Canada and Québec home to renowned ALS researchers
Mrs. Bertrand is excited by what she sees happening in the field of ALS research. She points out that Canada and particularly Québec is home to some of the best and most widely respected ALS scientists in the world.
She is also backed by ALS Canada’s 2014 vision that within 10 years ALS will be a treatable disease. To that end, the goal of the ALS Canada’s Strategic Plan for Research (2014-2017) is to develop at least one novel therapeutic strategy to slow the progression of ALS. To help achieve this goal, ALS Canada has dedicated $1-million dollars paid over three years to fund the Arthur J. Hudson Translational Team Grant. The spirit of this program is to bring together basic and clinical researchers from across the country to accelerate the development of therapeutics.

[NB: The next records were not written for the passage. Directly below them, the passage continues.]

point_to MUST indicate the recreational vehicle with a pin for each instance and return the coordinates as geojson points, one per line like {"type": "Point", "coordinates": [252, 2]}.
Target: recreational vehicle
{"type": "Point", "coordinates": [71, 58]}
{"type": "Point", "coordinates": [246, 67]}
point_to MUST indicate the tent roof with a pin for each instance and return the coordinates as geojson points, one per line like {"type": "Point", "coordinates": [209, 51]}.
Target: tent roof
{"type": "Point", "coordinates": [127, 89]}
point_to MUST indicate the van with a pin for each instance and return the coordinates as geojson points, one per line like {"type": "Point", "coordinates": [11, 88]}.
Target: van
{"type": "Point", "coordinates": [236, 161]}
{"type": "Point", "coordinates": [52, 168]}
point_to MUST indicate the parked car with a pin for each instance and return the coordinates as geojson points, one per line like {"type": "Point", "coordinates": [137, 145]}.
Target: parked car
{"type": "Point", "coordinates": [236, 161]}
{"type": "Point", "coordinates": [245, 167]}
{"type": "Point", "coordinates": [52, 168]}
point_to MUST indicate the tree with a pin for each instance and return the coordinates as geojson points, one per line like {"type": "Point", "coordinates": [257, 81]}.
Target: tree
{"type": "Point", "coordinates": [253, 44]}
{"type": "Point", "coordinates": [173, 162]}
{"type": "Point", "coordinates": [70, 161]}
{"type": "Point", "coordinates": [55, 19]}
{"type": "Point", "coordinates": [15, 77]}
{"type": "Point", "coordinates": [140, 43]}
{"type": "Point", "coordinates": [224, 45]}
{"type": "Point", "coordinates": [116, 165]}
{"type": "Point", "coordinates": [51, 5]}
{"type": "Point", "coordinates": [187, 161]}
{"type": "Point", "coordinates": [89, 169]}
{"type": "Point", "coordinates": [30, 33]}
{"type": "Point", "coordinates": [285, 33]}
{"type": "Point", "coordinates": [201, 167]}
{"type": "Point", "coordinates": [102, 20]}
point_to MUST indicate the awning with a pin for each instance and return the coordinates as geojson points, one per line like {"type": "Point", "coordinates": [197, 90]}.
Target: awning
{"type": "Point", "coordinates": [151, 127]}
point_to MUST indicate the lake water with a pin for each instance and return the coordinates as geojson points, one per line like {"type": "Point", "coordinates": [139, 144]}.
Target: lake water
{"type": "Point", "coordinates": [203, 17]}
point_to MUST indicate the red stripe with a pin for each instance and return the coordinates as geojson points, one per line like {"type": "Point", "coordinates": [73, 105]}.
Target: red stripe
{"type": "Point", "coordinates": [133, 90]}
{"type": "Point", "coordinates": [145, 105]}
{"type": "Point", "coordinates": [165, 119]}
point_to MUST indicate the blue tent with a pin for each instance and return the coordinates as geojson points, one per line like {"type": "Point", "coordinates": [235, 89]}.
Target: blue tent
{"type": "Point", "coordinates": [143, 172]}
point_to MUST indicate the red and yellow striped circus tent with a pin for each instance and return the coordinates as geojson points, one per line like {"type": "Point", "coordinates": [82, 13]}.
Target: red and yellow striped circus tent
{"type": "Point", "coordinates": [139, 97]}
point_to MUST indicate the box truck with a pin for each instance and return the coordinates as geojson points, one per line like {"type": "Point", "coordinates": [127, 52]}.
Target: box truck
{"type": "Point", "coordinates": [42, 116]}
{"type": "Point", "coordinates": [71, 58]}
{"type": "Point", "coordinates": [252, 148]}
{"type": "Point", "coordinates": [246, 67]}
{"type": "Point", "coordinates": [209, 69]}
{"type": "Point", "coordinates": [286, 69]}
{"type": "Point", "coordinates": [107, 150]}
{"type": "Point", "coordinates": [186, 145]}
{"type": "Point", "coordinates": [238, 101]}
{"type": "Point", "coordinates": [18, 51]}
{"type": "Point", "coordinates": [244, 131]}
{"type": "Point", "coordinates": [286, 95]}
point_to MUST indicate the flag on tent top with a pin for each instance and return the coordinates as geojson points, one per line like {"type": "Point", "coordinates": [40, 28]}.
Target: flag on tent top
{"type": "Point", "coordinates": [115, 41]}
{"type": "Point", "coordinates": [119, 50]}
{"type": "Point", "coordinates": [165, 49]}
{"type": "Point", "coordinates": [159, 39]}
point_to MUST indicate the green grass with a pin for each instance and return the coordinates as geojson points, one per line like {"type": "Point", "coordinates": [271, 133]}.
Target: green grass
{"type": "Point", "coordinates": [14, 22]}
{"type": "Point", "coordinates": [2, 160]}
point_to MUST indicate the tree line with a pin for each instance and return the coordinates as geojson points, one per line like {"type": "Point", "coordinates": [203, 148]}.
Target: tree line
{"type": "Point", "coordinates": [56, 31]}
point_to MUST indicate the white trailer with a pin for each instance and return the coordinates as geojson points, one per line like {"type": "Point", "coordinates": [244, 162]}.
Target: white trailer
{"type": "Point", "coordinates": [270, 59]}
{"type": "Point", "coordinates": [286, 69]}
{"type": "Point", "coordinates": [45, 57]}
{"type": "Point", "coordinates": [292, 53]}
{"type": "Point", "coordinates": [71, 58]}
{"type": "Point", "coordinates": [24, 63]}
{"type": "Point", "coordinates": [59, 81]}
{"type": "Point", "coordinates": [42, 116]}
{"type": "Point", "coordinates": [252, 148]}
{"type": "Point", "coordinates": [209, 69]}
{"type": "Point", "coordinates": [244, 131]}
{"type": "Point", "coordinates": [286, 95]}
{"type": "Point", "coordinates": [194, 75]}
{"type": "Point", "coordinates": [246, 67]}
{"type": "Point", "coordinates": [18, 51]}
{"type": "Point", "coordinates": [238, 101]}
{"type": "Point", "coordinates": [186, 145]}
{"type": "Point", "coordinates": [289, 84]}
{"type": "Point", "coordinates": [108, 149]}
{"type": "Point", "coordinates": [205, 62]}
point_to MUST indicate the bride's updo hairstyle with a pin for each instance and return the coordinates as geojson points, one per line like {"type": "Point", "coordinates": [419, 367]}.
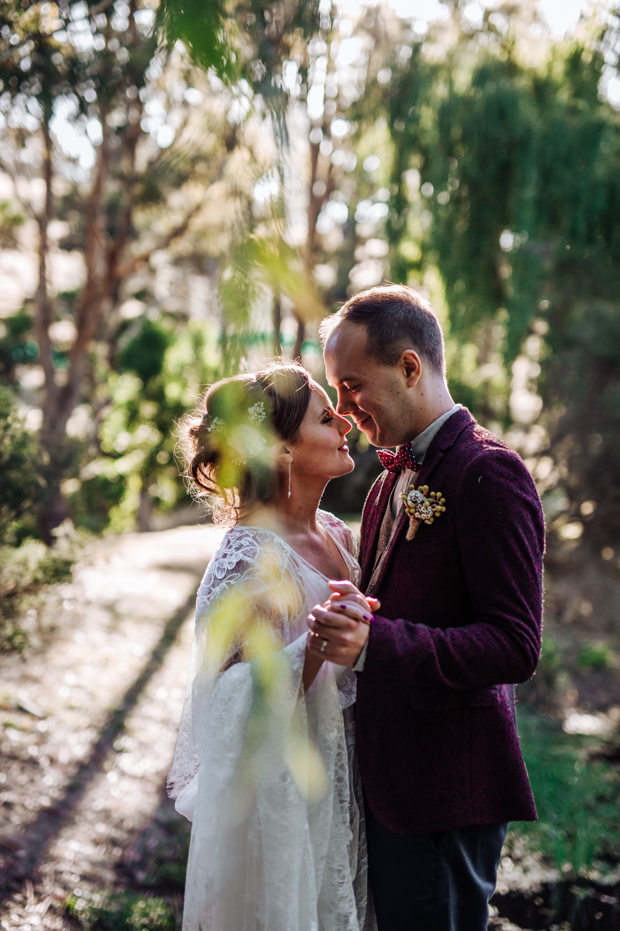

Mrs. Bertrand admits to being awed by the courage and tenacity of people battling ALS. “Volunteering with the ALS Society gives you perspective on your own minor ills and woes. I’ve met many people living this terrible disease. They are smiling, resilient and defiant. They are making the most of their lives when they could just as easily give up. This is what spurs me on to support the Society, raise funds to ensure those with the disease and their loved ones have a support network to help diminish their suffering. We simply don’t know enough about this disease and this is why we need donations that help lead researchers to a cure.”
Take me out to the ball game
The 2014 edition of the Celebrity Softball Game held in conjunction with Regroupement du baseball féminin de Montréal will take place on August 1st, 2014 at 7:00 p.m. (gates open at 6:00 pm) at Park La Fontaine.
The match will oppose two female teams comprising of sports, media or entertainement celebrities.